En unos meses, el viejo mulero había recuperado para Roma las provincias de la península Anatolia que Labieno y los partos les habían arrebatado. No sólo había cumplido las órdenes de Marco Antonio de frenar el avance de Labieno sino que había reconquistado las provincias romanas de la península Anatolia acabando con su enemigo y con los ejércitos partos en su mayor parte. Años y años había tardado en obtener un mando militar, pero una vez le fue concedido demostró que era merecedor de este, aunque el reconocimiento público de sus victorias fuera para Marco Antonio.

V. LA SITUACIÓN EN JUDEA

Masada

Masada

 


Tras la huída de Herodes a Egipto, Antígono había reunido a sus tropas y había sitiado Masada. Esta fortaleza era prácticamente inexpugnable (7) e intentar asediarla suponía una pérdida de tiempo y de recursos. Estaba situada en el margen occidental del Mar Muerto, al sur de Engadí, y ubicada en una peña aislada en medio del desierto. La única forma de hacerse con su control era rendirla por hambre, pero si los sitiados contaban con víveres suficientes podían resistir largo y tendido. Por otro lado Masada contaba con grandes cisternas en su interior que tenían la función aprovechar el agua de las precipitaciones. No obstante Judea atravesaba un periodo de sequía desde hacía algunos años y los sitiados estaban a punto de acabar con las últimas reservas de agua.

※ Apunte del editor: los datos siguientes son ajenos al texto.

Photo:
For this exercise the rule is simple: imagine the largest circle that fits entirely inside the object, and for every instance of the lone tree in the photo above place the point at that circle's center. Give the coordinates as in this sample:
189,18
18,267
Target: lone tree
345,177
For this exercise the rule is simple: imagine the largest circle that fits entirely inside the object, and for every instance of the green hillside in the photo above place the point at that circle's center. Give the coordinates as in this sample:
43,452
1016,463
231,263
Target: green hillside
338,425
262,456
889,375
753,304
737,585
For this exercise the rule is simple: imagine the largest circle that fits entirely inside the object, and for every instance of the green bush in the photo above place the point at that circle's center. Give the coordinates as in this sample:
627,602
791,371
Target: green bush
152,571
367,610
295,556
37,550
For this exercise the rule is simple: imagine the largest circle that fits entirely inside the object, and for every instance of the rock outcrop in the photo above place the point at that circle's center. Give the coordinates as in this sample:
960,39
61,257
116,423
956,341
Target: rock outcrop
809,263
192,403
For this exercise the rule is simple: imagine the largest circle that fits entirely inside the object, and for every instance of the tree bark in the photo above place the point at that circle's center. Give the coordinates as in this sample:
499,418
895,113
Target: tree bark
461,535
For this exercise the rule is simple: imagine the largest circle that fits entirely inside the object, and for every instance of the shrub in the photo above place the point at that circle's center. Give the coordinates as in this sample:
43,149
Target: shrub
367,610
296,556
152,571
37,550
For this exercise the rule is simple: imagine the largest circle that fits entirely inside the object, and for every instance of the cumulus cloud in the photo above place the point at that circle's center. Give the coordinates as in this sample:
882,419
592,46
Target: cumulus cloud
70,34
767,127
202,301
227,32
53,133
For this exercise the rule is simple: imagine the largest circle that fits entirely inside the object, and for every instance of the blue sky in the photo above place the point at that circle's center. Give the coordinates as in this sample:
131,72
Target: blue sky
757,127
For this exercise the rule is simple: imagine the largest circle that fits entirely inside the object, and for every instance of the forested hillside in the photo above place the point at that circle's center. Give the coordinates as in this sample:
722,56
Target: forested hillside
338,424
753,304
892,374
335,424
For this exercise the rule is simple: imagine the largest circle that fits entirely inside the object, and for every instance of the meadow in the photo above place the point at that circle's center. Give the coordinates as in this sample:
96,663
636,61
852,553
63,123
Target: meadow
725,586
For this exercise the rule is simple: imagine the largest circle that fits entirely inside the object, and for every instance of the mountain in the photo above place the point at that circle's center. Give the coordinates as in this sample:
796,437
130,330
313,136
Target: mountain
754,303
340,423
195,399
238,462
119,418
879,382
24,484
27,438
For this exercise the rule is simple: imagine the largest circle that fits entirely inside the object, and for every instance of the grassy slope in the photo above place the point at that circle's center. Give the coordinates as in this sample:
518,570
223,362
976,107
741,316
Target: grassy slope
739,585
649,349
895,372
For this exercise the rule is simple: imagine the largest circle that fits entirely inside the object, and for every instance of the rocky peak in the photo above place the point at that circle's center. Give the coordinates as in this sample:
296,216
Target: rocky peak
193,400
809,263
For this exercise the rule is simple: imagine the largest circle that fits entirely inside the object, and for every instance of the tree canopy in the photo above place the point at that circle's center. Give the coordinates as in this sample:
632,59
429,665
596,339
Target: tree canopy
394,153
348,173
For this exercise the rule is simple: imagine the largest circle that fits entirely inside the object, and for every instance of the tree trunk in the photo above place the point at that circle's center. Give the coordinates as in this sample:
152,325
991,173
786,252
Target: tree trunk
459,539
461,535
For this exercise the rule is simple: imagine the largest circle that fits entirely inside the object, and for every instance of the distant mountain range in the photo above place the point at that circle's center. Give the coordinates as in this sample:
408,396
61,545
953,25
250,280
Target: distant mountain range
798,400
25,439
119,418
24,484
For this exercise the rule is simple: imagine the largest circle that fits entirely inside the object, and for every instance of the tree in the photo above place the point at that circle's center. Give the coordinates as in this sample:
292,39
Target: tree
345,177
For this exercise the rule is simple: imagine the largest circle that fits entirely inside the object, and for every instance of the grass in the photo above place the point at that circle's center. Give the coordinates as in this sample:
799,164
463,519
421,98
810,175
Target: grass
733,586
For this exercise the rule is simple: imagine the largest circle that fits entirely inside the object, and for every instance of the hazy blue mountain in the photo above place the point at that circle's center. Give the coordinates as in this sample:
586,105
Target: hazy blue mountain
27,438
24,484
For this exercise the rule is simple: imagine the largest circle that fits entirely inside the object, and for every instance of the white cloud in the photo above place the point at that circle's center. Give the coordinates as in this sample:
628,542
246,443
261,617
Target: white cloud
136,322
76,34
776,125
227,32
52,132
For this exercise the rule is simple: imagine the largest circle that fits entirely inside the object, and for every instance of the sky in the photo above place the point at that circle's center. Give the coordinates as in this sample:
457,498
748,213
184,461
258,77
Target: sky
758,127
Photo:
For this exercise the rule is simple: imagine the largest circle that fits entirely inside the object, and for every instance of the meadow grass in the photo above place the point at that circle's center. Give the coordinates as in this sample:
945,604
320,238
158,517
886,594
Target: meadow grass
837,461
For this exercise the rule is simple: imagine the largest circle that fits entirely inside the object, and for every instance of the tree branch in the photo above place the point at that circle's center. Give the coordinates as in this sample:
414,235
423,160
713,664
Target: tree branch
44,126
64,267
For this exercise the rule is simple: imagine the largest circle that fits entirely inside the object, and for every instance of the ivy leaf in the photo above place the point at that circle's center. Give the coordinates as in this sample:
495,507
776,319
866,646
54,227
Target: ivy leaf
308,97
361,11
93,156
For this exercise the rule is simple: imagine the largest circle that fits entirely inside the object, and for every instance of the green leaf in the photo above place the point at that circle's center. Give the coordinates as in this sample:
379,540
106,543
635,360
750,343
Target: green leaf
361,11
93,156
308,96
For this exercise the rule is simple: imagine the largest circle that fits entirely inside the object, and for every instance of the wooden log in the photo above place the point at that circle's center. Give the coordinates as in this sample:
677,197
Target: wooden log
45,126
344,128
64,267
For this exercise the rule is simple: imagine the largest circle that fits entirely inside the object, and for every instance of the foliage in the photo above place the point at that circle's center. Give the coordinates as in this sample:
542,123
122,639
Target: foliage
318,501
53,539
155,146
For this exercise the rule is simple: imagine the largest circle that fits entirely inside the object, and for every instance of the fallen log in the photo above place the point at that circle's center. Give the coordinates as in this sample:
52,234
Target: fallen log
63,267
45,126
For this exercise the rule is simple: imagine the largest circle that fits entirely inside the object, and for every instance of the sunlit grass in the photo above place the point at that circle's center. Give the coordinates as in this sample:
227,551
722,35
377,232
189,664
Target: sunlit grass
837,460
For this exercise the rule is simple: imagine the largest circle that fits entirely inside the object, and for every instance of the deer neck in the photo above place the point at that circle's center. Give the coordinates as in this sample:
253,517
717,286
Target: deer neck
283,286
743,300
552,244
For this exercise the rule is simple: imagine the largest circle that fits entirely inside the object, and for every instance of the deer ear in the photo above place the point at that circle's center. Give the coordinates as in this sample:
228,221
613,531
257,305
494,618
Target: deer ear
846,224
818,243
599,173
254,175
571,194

José, que seguía al mando de la fortaleza, había recibido noticias del cambio de actitud de Malco I con su hermano después de que le diera la espalda. Por ello planeaba efectuar una salida con doscientos hombres y abrirse paso entre las filas enemigas hasta la Arabia Nabatea en busca de refuerzos. Sin embargo la misma noche que iban a salir de la fortaleza, cayó una copiosa lluvia que llenó las cisternas de la fortaleza. Ya no era necesario escapar pero con la moral bien alta como consecuencia del supuesto milagro y en la creencia de que Yavhé estaba de su lado, José y sus hombres no renunciaron a la idea de salir de la fortaleza y hostigar al enemigo. Al frente de sus hombres José entabló numerosos combates con los sitiadores y acabó con muchos aunque también sufriera algunas derrotas.

Transcurría el tiempo y la situación estaba en un punto muerto. Después de que Pacoro abandonara Siria dejando a Farnapates al mando y llevándose a Hircano prisionero, ni José había conseguido acabar con los sitiadores que les superaban numéricamente ni éstos esperaban rendir la fortaleza en un periodo breve de tiempo. Antígono sabía que tarde o temprano se le acabarían los víveres y que todo era cuestión de esperar. La situación no debió inquietarle demasiado hasta que llegaron noticias que posiblemente le hicieron tragar saliva: el general romano Ventidio se adentraba en Judea por el norte al frente de sus legiones tras haber derrotado a Labieno y a Farnapates en Cilicia. Al igual que Siria, su reino estaba de nuevo a merced de los romanos si los partos no contraatacaban, algo que difícilmente iba a ocurrir hasta el año siguiente dada la proximidad del invierno.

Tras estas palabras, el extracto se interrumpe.